While sadly I can’t shed much more light (well, not as much as I’d like anyways), I’ll try to clarify what I can.
With reference to what you quoted me on:
You mentioned using Firefox, which is good. As is Chrome. Though I’m sure I can guess why you didn’t go with the latter. lol
Basically, I was just trying to say that as long as you keep whatever browser(s) you prefer up to date, the more you minimize the chances of becoming infected while surfing. [Side note: Once I had the misfortune of NOT maintaining my normal habit of downloading all the apps/updates/drivers/etc BEFORE I reinstalled the OS (whether you save them to flash drive, another hard disk, or burn them to cd/dvd/etc) and went to Google for a driver it needed, and the very first link I clicked infected the unit. /facepalm] At any rate, most infiltration occurs in browsers due to scripts, flash and Java (I use neither), or old exploits that have long since been patched for in the current version of the browser.

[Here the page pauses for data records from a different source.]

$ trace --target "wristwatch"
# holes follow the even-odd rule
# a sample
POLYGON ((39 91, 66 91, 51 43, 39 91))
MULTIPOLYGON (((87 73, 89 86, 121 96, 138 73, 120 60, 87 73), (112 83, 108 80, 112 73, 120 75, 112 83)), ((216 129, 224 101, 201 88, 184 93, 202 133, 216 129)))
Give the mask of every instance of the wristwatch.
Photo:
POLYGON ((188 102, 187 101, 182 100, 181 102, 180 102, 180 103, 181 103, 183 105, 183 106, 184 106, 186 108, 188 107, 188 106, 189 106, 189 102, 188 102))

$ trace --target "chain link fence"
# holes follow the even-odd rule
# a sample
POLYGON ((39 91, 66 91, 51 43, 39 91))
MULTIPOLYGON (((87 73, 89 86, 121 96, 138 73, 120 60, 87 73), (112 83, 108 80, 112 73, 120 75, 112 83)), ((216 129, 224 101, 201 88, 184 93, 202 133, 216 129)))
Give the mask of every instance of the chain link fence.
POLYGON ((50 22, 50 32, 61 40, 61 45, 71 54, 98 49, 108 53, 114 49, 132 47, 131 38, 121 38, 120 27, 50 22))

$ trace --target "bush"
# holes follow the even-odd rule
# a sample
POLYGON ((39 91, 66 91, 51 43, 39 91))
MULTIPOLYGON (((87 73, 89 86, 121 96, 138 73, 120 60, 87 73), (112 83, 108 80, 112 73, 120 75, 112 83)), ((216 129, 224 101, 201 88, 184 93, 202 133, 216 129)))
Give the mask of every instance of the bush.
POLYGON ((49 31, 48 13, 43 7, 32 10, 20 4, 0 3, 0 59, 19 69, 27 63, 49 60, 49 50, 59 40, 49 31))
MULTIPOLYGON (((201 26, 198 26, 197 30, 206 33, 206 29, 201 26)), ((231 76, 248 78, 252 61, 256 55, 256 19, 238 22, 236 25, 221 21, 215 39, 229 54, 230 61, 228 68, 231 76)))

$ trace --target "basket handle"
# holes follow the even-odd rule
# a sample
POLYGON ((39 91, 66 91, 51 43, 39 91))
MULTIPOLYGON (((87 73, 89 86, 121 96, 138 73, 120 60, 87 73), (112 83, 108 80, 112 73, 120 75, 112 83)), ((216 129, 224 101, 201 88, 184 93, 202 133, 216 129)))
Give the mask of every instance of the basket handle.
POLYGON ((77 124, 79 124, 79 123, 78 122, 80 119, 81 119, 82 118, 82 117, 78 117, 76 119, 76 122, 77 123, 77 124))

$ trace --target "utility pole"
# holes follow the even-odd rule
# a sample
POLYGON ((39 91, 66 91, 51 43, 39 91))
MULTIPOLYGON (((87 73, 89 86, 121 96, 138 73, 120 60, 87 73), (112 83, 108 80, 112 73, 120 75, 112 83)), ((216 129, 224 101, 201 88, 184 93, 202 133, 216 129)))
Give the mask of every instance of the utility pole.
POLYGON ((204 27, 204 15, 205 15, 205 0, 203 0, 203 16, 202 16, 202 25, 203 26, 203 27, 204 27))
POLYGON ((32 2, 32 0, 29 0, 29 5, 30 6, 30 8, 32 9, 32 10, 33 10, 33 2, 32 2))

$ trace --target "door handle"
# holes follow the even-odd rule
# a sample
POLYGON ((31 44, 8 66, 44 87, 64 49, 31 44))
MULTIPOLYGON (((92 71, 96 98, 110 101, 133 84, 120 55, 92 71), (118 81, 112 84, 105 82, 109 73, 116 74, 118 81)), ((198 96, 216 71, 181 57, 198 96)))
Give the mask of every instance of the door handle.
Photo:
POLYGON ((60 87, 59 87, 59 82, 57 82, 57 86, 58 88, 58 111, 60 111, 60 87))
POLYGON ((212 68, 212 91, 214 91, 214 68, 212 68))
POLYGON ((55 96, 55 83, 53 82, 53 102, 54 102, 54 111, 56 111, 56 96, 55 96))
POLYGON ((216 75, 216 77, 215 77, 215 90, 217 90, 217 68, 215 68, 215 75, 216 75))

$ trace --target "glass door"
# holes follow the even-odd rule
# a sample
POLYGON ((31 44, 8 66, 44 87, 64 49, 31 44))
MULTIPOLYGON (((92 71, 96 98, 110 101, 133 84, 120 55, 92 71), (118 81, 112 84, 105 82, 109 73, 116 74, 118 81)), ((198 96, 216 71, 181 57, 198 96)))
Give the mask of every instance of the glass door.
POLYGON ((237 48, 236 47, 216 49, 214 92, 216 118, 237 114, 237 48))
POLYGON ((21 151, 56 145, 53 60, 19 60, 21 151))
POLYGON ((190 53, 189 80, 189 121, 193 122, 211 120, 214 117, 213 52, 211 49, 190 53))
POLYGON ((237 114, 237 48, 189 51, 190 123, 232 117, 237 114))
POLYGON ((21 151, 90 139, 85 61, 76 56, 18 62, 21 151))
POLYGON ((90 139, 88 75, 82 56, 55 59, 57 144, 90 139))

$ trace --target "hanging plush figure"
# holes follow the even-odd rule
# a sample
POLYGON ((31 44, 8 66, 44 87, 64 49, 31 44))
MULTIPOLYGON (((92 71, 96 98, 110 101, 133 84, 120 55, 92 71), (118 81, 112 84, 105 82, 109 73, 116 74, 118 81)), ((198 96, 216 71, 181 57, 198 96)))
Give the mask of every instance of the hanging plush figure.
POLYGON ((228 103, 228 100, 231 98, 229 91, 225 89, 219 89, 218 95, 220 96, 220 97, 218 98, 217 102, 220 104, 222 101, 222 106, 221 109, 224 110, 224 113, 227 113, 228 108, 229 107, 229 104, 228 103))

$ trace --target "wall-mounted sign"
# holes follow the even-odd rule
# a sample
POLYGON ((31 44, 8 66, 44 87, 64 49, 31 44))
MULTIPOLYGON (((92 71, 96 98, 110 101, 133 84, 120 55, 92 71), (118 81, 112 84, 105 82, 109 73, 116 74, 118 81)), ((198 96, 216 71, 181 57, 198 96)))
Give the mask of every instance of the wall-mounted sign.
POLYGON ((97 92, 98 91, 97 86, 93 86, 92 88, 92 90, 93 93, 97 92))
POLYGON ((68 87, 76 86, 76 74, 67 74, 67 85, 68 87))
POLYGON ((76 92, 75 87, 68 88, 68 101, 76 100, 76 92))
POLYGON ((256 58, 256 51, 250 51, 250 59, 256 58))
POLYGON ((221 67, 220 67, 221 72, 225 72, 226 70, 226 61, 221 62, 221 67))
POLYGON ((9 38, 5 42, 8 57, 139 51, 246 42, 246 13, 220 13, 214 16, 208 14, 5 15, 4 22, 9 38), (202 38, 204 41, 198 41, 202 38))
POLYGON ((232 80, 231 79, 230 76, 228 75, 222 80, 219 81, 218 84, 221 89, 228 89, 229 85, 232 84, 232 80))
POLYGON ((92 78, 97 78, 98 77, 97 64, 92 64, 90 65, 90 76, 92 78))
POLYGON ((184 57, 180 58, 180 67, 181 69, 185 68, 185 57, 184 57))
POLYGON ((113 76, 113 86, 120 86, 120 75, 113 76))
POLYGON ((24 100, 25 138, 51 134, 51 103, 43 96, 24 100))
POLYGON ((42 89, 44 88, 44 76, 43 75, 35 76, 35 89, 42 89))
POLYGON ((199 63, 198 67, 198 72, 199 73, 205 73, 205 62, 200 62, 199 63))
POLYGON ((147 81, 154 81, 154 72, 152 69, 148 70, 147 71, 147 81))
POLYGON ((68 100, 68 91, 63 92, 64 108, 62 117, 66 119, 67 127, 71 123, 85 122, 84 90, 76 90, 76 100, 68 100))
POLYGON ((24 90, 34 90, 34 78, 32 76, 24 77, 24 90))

Kaspersky has a solid reputation for some years now, but the last time I tried it was more than 8-10 years ago, so I can’t really comment on anything there, other than to say that I have a good impression of it from what I’ve read previously on security forums. The fact that it includes a firewall is a plus, and puts you further ahead of the game than others who don’t use one.
The fact that you don’t, IMO leads me to believe that you have no need to upgrade then. As long as the hardware is fulfilling your needs (not getting bogged down by demands on it; IE: converting video, needing low-latency/high speed for tracking high-res multitrack audio, or high-demand gaming [you old ‘rail-master’ you LMAO… Q3 reference I don’t expect you to get of course ;)] you really don’t have cause to upgrade.
The ONLY exception I could see is perhaps for video chatting with the grand-kids/family/etc for a Webcam that would feed 1080p, and it’s associated app (Google Duo, Skype, etc). But, even then, most basic hardware that was out during the life of w7 should accommodate that handily (especially given you’ve already upgraded the amount of RAM). So again, not really a requirement unless it’s like first generation hardware that barely made the cut during the transition period from XP to w7 (unlikely).
Of course they do.
More current cpus have hardware ID codes, and more stringent reign over how files are handled (at the hardware level) than what they did before.
The more they control what… Never mind. You already know.
I’m not sure I’d go quite that far. But, I haven’t looked at retail (prefab) in years. I’ve always bought my own hardware and assembled exactly what I needed, based on the intended use of the machine. (Gaming rig, Audio rig, old repurposed POS for surfing, etc)
Haven’t seen that, but I’m already skeptical. What’s the motivation (from their POV)? If not to sell hardware, then…?
In your case:
- You’re not doing 30 things at once, so no need for an 8-core, multi-threaded, 12mb L2 cache, etc behemoth. (whatever dual or quad core you already have is more than ample to do what you’re asking of it.)
- no massive data handling, so you don’t need 8gb or more of Ram.
- no major data transferring, so you don’t need 4tb plus of HDD.
I just can’t see the need for you.
Similar to my mom, there’s no reason to upgrade.
Hell, the only reason she’s been upgraded to where she’s at, is because I wanted to put a terabyte sata drive in her machine, and her mobo didn’t have sata. Which, by default meant she needed a new cpu, and psu. Even with that, she spent less than $150, because I had all kinds of spare parts laying around. Memory, cpu, psu etc.
Barring a hardware failure, you shouldn’t need to worry about any of that.
Sadly, I can’t answer here, unless you are comfortable with command line use of Linux.
I’ve read that there are some that are almost “windows-easy” to install and get running. But I’m not familiar with them firsthand. Hopefully another member here could offer suggestions.
Stick with what you have, but consider looking further into the Linux variants! Definitely covers the latter comment: “I don’t want or need stuff I’ll never use.”
Especially when you talk about buying HP and Dell (the only two general mass manufacturers of prefab that I’d ever recommend). Bloatware central, but usually very solid hardware from first tier vendors.